Il piccolo aveva già subito un trapianto in precedenza (il 23 dicembre 2025), un organo che la cronaca ha descritto come “bruciato”, (poiché conservato e trasportato in un contenitore inadatto ed eccessivamente freddo) e che è stato successivamente trapiantato, lasciando il bambino in condizioni cliniche estremamente fragili e dipendente da supporti. Nelle ore precedenti alla decisione era stata segnalata la disponibilità di un nuovo cuore compatibile, notizia che aveva riacceso la speranza della famiglia. Alla valutazione di oggi ha partecipato un Heart Team nazionale composto da specialisti provenienti dai principali centri italiani di cardiochirurgia pediatrica, tra cui medici del Bambino Gesù di Roma, di Padova, Bergamo e Torino; dopo l’esame al letto del paziente e la revisione degli ultimi accertamenti strumentali, il gruppo ha ritenuto che i rischi di un nuovo trapianto superino i potenziali benefici per il bambino.
Di conseguenza, l’organo disponibile è stato destinato ad altri pazienti secondo i protocolli nazionali.
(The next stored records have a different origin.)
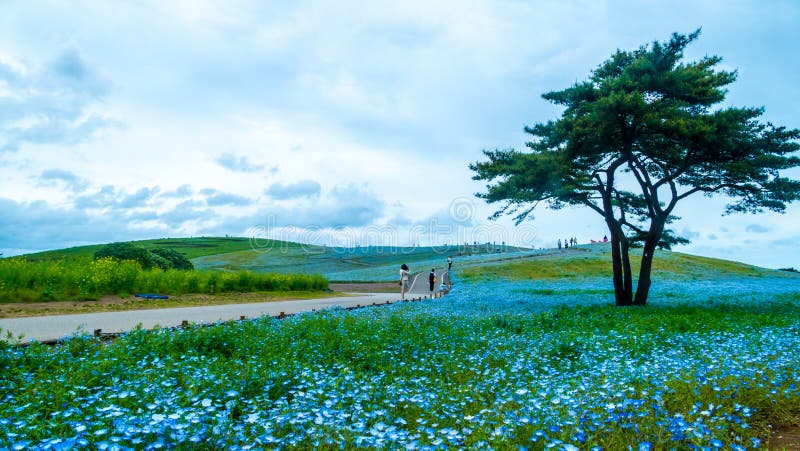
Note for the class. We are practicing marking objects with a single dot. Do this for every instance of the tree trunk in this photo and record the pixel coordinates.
(619, 256)
(626, 268)
(643, 287)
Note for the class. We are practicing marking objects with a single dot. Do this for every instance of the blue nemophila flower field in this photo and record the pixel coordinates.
(497, 364)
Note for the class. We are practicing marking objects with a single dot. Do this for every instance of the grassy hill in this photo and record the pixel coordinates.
(526, 352)
(191, 247)
(369, 263)
(594, 261)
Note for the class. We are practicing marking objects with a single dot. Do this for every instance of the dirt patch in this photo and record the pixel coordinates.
(115, 303)
(376, 287)
(785, 439)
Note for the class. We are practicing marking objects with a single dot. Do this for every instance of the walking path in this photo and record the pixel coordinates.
(48, 328)
(43, 328)
(420, 283)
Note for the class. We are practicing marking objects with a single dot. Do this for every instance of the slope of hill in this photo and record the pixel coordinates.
(191, 247)
(526, 352)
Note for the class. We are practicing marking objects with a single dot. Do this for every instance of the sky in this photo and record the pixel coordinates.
(340, 123)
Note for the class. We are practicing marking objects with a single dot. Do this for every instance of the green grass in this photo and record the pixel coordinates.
(461, 372)
(82, 278)
(191, 247)
(593, 261)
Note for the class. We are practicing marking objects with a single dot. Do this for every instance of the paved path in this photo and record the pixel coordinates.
(420, 286)
(60, 326)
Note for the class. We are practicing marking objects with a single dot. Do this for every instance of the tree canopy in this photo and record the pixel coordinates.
(644, 132)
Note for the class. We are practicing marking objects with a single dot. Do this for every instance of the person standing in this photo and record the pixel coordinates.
(403, 281)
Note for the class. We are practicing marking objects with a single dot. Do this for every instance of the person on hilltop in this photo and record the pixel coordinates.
(403, 281)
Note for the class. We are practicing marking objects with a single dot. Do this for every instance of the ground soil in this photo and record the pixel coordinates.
(371, 287)
(115, 303)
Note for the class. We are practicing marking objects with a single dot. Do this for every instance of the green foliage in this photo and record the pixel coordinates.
(647, 119)
(190, 247)
(22, 280)
(176, 259)
(420, 369)
(125, 251)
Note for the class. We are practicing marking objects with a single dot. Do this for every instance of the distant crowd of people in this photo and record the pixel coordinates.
(405, 279)
(568, 242)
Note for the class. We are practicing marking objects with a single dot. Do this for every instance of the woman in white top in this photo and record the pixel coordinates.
(403, 280)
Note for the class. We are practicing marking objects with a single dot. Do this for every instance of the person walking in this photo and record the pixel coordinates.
(403, 281)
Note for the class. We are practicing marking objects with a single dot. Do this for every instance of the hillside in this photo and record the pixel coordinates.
(525, 343)
(594, 261)
(369, 263)
(191, 247)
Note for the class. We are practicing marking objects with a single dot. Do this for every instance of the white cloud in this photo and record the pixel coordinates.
(381, 105)
(50, 103)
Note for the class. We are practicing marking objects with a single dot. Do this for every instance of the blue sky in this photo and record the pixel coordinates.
(335, 122)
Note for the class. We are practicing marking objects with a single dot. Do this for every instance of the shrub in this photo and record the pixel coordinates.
(175, 258)
(125, 251)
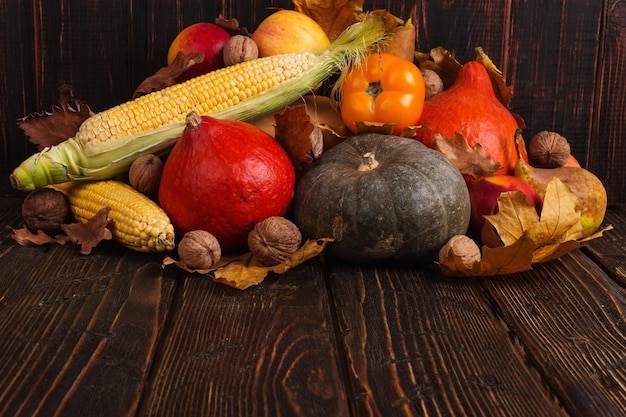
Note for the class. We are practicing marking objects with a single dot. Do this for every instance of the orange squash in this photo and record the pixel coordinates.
(471, 108)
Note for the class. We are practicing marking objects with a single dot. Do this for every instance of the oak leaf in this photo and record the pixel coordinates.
(302, 139)
(231, 25)
(46, 129)
(25, 237)
(89, 234)
(168, 75)
(473, 162)
(333, 16)
(245, 270)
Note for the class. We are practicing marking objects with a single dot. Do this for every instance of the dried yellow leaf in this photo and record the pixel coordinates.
(516, 237)
(245, 270)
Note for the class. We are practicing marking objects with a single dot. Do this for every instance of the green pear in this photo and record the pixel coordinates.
(589, 191)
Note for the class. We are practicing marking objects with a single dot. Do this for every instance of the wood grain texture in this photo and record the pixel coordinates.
(417, 343)
(606, 148)
(265, 351)
(77, 333)
(610, 251)
(572, 326)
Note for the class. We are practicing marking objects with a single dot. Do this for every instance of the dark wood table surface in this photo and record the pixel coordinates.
(114, 334)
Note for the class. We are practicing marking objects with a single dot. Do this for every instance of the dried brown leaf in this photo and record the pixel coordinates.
(89, 234)
(301, 139)
(245, 270)
(25, 237)
(231, 25)
(169, 75)
(474, 163)
(51, 128)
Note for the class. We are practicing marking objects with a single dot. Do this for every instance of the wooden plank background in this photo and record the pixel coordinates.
(564, 58)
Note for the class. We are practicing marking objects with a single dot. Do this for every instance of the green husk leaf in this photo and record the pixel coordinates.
(71, 161)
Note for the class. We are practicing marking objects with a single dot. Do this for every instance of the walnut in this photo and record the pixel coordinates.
(463, 248)
(199, 249)
(548, 150)
(274, 240)
(433, 82)
(145, 174)
(45, 209)
(240, 48)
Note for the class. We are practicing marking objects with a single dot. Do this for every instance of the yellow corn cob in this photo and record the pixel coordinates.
(138, 223)
(108, 142)
(206, 94)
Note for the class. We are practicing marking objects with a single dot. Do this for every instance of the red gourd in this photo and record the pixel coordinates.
(224, 176)
(471, 108)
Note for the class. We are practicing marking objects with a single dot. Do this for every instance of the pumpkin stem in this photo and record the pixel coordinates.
(193, 120)
(369, 162)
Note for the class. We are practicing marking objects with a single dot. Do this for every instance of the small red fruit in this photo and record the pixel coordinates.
(224, 176)
(206, 38)
(484, 199)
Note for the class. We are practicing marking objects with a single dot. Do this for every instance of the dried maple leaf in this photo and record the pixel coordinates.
(89, 234)
(51, 128)
(516, 237)
(301, 139)
(169, 75)
(245, 270)
(332, 15)
(474, 163)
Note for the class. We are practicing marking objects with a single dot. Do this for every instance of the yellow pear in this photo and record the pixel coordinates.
(589, 191)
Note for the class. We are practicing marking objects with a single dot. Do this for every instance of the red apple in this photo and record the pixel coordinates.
(288, 31)
(484, 199)
(206, 38)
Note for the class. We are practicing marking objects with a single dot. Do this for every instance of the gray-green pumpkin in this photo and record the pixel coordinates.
(382, 197)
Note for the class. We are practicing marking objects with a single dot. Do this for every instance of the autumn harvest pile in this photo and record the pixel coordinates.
(251, 152)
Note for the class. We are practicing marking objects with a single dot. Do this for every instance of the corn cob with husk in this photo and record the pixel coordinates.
(137, 222)
(107, 143)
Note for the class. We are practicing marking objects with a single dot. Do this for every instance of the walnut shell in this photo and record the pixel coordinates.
(548, 150)
(274, 240)
(463, 247)
(199, 249)
(144, 174)
(240, 48)
(45, 209)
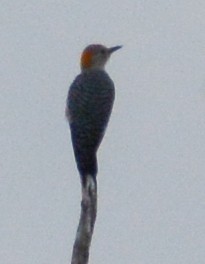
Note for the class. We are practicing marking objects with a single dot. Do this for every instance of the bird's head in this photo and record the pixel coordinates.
(95, 56)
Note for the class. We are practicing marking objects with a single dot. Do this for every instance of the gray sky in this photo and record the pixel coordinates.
(151, 162)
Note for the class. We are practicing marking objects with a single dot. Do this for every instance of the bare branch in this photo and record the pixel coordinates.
(86, 223)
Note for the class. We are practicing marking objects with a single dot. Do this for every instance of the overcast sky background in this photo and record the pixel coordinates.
(151, 206)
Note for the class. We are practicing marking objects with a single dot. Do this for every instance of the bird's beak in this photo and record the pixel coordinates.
(111, 50)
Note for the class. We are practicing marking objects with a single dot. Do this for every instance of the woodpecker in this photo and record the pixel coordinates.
(88, 108)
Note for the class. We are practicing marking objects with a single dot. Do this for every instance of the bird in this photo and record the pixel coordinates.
(88, 108)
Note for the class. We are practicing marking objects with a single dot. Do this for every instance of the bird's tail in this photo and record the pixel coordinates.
(87, 166)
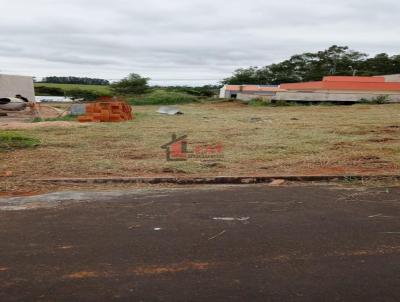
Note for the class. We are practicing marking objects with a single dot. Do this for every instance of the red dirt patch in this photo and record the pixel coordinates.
(172, 268)
(81, 275)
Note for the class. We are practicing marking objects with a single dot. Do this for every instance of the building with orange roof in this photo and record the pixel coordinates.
(330, 89)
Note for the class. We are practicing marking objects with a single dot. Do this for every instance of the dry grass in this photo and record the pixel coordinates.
(256, 140)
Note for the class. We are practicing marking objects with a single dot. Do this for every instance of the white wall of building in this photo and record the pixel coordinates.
(11, 85)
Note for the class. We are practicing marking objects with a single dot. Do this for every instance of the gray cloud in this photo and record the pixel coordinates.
(179, 39)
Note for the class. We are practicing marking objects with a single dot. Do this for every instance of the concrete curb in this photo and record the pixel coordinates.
(212, 180)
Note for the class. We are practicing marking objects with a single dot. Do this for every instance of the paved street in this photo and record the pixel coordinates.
(245, 243)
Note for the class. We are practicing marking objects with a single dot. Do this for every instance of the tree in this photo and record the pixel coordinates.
(133, 84)
(336, 60)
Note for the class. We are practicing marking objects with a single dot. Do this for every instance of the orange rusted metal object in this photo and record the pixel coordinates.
(107, 110)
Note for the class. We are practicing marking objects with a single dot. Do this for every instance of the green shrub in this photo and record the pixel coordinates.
(12, 140)
(131, 85)
(258, 102)
(161, 97)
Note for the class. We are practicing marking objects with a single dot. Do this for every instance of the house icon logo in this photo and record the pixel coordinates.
(177, 148)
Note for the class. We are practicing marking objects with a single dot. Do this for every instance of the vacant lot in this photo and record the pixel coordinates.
(255, 140)
(96, 88)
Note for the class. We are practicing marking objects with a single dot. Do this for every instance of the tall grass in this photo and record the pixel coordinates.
(12, 140)
(161, 97)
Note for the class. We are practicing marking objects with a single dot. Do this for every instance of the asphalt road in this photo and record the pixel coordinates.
(254, 243)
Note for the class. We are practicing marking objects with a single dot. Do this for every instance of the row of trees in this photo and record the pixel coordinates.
(75, 80)
(336, 60)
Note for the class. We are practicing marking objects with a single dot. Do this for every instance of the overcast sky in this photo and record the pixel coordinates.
(200, 41)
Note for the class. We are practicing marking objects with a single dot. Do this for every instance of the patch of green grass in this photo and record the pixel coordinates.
(67, 118)
(100, 89)
(162, 97)
(12, 140)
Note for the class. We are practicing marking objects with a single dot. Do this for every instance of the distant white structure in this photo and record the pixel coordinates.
(12, 85)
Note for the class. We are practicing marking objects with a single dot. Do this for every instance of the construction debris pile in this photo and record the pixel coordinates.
(107, 110)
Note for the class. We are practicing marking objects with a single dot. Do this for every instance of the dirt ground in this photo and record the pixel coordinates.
(247, 243)
(255, 141)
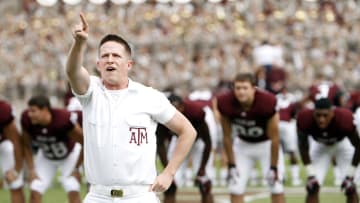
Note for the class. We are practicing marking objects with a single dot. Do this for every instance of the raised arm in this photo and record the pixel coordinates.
(78, 76)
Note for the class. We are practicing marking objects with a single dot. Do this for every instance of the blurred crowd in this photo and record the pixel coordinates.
(190, 46)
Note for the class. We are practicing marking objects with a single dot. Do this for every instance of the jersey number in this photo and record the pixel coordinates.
(55, 150)
(249, 132)
(323, 91)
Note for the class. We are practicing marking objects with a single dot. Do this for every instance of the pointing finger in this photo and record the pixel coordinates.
(84, 22)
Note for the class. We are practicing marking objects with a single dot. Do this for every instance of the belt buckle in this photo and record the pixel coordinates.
(117, 193)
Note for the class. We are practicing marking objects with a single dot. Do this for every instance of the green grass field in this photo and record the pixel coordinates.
(190, 195)
(329, 194)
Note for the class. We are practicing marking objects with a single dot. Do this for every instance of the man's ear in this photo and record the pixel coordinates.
(98, 66)
(130, 64)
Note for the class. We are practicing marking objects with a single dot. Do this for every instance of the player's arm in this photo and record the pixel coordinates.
(182, 127)
(78, 76)
(162, 133)
(227, 140)
(355, 141)
(204, 135)
(11, 132)
(76, 134)
(272, 131)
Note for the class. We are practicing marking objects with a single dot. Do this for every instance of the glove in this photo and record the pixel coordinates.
(312, 185)
(348, 186)
(233, 175)
(204, 184)
(272, 175)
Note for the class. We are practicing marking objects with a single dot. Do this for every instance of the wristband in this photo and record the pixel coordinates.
(350, 172)
(231, 165)
(310, 170)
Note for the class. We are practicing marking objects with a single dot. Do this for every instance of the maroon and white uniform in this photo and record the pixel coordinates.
(194, 112)
(52, 139)
(324, 89)
(354, 101)
(6, 117)
(249, 125)
(56, 149)
(7, 152)
(287, 108)
(251, 142)
(329, 142)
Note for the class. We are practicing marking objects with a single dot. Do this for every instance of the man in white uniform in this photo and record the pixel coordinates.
(119, 121)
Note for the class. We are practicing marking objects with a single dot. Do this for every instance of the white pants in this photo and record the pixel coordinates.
(246, 154)
(102, 195)
(288, 136)
(321, 156)
(46, 170)
(7, 162)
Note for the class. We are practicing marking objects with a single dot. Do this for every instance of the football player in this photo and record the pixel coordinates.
(250, 129)
(59, 137)
(200, 152)
(332, 134)
(11, 156)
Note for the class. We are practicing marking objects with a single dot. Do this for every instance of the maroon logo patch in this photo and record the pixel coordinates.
(138, 135)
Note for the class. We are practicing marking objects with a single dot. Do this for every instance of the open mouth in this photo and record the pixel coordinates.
(110, 68)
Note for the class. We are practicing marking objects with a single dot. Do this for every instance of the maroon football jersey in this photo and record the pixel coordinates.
(193, 111)
(249, 125)
(289, 112)
(203, 103)
(354, 101)
(53, 138)
(6, 117)
(323, 90)
(340, 126)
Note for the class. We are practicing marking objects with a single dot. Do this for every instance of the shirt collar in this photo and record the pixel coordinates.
(132, 86)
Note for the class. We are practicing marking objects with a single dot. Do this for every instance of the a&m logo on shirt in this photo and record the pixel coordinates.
(138, 135)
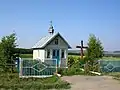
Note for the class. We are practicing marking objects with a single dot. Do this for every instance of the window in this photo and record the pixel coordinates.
(48, 53)
(63, 54)
(56, 41)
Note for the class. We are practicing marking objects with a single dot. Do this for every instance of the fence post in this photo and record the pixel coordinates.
(20, 67)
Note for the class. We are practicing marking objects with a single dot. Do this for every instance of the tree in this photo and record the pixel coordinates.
(7, 48)
(95, 48)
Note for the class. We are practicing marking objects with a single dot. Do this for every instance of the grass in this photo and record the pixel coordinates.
(26, 56)
(13, 82)
(111, 58)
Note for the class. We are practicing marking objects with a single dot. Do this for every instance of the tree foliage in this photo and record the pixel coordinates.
(95, 48)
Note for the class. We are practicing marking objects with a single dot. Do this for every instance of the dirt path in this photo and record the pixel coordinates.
(92, 82)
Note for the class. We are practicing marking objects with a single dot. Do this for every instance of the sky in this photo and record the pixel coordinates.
(74, 19)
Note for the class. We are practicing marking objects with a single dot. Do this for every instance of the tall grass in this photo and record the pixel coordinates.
(12, 81)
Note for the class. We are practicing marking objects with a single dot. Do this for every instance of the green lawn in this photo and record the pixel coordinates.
(13, 82)
(111, 58)
(26, 56)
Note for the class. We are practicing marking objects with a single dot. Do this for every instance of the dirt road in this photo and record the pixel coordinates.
(92, 82)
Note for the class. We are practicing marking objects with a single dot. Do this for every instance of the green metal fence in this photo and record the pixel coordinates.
(110, 65)
(37, 68)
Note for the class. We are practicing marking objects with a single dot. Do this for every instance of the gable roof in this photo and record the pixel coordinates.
(46, 40)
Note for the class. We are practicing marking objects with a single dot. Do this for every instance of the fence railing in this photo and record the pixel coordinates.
(37, 68)
(110, 65)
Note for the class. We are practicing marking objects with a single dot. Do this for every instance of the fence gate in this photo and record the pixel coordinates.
(37, 68)
(110, 65)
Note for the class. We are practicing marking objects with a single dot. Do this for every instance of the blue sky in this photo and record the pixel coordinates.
(74, 19)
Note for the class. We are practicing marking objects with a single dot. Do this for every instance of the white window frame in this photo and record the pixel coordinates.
(46, 55)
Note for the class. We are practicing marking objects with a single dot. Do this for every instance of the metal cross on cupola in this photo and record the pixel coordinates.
(82, 47)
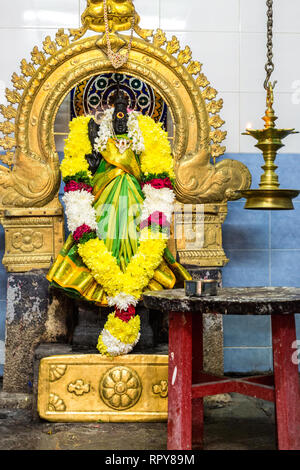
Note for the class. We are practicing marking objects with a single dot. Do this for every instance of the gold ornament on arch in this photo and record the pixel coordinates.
(30, 178)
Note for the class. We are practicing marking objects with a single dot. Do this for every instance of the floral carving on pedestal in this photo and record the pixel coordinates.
(120, 388)
(56, 403)
(56, 371)
(161, 389)
(79, 387)
(27, 240)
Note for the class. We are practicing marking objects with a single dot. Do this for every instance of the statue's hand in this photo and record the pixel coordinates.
(93, 160)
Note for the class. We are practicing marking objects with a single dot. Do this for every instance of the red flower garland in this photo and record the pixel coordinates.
(80, 231)
(158, 218)
(74, 186)
(125, 315)
(159, 183)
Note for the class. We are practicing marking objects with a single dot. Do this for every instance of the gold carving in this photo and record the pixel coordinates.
(159, 38)
(134, 369)
(194, 67)
(79, 387)
(119, 16)
(27, 240)
(12, 96)
(27, 69)
(8, 158)
(56, 372)
(161, 389)
(19, 82)
(202, 81)
(7, 127)
(33, 179)
(9, 112)
(61, 38)
(37, 56)
(56, 403)
(120, 388)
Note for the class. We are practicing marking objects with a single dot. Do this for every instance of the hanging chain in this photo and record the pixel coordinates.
(269, 65)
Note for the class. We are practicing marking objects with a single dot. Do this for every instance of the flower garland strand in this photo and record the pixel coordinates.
(122, 329)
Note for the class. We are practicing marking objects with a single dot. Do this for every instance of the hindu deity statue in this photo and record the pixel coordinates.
(119, 197)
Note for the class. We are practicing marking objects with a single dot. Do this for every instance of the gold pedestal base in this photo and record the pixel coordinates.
(93, 388)
(270, 199)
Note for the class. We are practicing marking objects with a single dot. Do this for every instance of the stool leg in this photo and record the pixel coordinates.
(286, 382)
(180, 381)
(197, 404)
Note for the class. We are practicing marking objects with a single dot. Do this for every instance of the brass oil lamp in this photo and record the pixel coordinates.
(269, 141)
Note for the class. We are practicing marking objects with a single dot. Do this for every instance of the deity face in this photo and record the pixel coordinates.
(120, 14)
(120, 119)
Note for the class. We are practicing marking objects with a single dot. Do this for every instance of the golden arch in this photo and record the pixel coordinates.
(31, 178)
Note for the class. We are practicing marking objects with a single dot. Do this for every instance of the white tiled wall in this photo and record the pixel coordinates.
(227, 36)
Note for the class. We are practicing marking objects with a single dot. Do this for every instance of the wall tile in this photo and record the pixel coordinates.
(286, 15)
(285, 229)
(220, 63)
(2, 319)
(198, 15)
(40, 14)
(253, 162)
(248, 360)
(230, 114)
(21, 43)
(246, 268)
(252, 109)
(245, 229)
(285, 268)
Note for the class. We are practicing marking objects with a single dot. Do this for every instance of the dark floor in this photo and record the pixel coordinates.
(242, 424)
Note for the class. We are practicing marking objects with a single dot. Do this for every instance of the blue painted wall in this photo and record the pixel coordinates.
(264, 250)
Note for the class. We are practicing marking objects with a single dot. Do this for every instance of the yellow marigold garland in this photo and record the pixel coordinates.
(118, 336)
(140, 270)
(76, 147)
(157, 157)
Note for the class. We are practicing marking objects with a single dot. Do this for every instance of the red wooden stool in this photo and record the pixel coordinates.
(188, 384)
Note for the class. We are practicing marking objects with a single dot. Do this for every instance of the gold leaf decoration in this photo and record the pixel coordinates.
(49, 46)
(202, 81)
(12, 96)
(38, 57)
(194, 67)
(209, 93)
(173, 46)
(77, 33)
(19, 82)
(217, 150)
(56, 403)
(8, 158)
(215, 106)
(7, 127)
(159, 38)
(185, 56)
(143, 33)
(9, 112)
(216, 121)
(27, 68)
(218, 136)
(62, 39)
(56, 371)
(7, 142)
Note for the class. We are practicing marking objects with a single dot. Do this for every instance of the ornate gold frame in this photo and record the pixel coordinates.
(30, 181)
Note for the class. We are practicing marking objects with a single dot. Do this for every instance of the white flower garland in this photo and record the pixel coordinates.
(79, 209)
(116, 347)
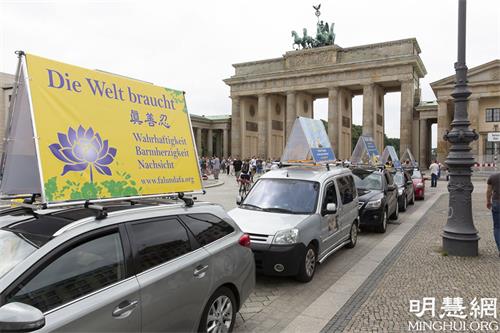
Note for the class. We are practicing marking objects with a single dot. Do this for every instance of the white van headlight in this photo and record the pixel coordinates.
(374, 204)
(289, 236)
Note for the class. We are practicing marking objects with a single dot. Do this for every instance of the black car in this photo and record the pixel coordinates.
(406, 194)
(377, 197)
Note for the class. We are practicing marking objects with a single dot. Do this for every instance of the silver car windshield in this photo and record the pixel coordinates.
(289, 196)
(398, 178)
(13, 249)
(368, 181)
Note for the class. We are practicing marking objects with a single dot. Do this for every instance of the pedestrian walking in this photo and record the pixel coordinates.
(237, 163)
(216, 167)
(493, 203)
(434, 169)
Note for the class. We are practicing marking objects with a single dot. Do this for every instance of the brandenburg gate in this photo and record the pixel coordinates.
(267, 95)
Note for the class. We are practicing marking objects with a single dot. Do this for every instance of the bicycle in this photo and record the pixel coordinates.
(245, 182)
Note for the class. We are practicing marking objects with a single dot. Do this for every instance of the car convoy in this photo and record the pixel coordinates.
(145, 266)
(89, 245)
(175, 267)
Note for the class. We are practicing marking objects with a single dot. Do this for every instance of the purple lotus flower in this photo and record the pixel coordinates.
(81, 149)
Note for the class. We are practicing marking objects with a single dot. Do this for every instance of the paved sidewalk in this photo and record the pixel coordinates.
(419, 268)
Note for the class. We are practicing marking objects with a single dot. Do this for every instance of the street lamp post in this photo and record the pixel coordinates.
(459, 234)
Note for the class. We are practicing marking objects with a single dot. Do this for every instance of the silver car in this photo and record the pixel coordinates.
(123, 268)
(298, 216)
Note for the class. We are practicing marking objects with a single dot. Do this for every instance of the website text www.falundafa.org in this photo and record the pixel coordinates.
(167, 180)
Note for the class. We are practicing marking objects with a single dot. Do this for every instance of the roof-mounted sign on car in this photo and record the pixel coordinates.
(389, 155)
(308, 144)
(408, 159)
(77, 136)
(366, 152)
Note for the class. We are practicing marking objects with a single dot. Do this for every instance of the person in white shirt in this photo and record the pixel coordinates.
(434, 169)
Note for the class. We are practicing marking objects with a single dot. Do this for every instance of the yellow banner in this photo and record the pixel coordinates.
(106, 136)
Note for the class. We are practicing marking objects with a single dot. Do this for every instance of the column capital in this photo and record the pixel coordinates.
(407, 80)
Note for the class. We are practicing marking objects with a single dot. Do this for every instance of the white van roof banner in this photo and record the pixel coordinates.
(389, 154)
(308, 142)
(365, 152)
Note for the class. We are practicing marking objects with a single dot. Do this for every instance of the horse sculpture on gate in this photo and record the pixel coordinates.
(324, 35)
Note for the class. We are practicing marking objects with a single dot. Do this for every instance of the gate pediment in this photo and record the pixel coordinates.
(311, 57)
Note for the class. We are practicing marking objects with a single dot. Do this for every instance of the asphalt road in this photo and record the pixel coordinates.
(276, 301)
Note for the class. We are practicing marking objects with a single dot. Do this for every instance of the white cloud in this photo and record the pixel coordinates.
(190, 45)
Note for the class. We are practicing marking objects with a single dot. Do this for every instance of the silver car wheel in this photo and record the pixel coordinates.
(384, 221)
(310, 262)
(354, 233)
(220, 315)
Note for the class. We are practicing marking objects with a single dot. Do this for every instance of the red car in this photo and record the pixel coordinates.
(418, 183)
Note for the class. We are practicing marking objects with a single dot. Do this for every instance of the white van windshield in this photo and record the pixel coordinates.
(13, 250)
(289, 196)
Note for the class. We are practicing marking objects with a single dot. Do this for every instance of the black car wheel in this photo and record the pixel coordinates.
(382, 227)
(404, 205)
(395, 215)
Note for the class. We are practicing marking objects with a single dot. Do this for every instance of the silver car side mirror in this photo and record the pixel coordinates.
(331, 208)
(20, 317)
Accanto alla dimensione clinica, restano aperti gli accertamenti giudiziari e amministrativi volti a chiarire le circostanze che hanno portato al danneggiamento dell’organo e all’esito dell’intervento. Le indagini sono in corso e richiedono tempo: è fondamentale lasciare che siano gli organi competenti a ricostruire i fatti prima di formulare giudizi definitivi. Parallelamente alla valutazione clinica, proseguono gli accertamenti ispettivi e giudiziari: sono al lavoro ispettori del Ministero della Salute, esperti di Agenas, i Nas e il Centro Nazionale Trapianti, coordinati dalla Direzione della Programmazione del ministero, mentre la Procura ha avviato indagini che riguardano, tra l’altro, le modalità di espianto e trasporto dell’organo. Tra i punti al centro delle verifiche c’è l’ipotesi che il contenitore usato per il trasporto non abbia garantito le condizioni ottimali, con possibili conseguenze sulla conservazione dell’organo
La madre del bambino è stata informata della decisione dopo una lunga attesa; in questi giorni ha ricevuto la vicinanza di familiari, amici e rappresentanti della comunità, che si sono stretti intorno a lei con gesti di solidarietà e preghiera. La priorità rimane la tutela del piccolo e il rispetto della sua dignità, così come il rispetto per i professionisti sanitari coinvolti, fino a quando le verifiche non avranno fatto piena luce.
Questa è una storia che richiede delicatezza nel racconto: evitare speculazioni, non strumentalizzare il dolore e riferire solo informazioni verificate sono doveri etici del giornalismo. Ogni parola deve essere scelta con rispetto per la famiglia e per chi, nelle strutture sanitarie, sta lavorando per chiarire quanto accaduto.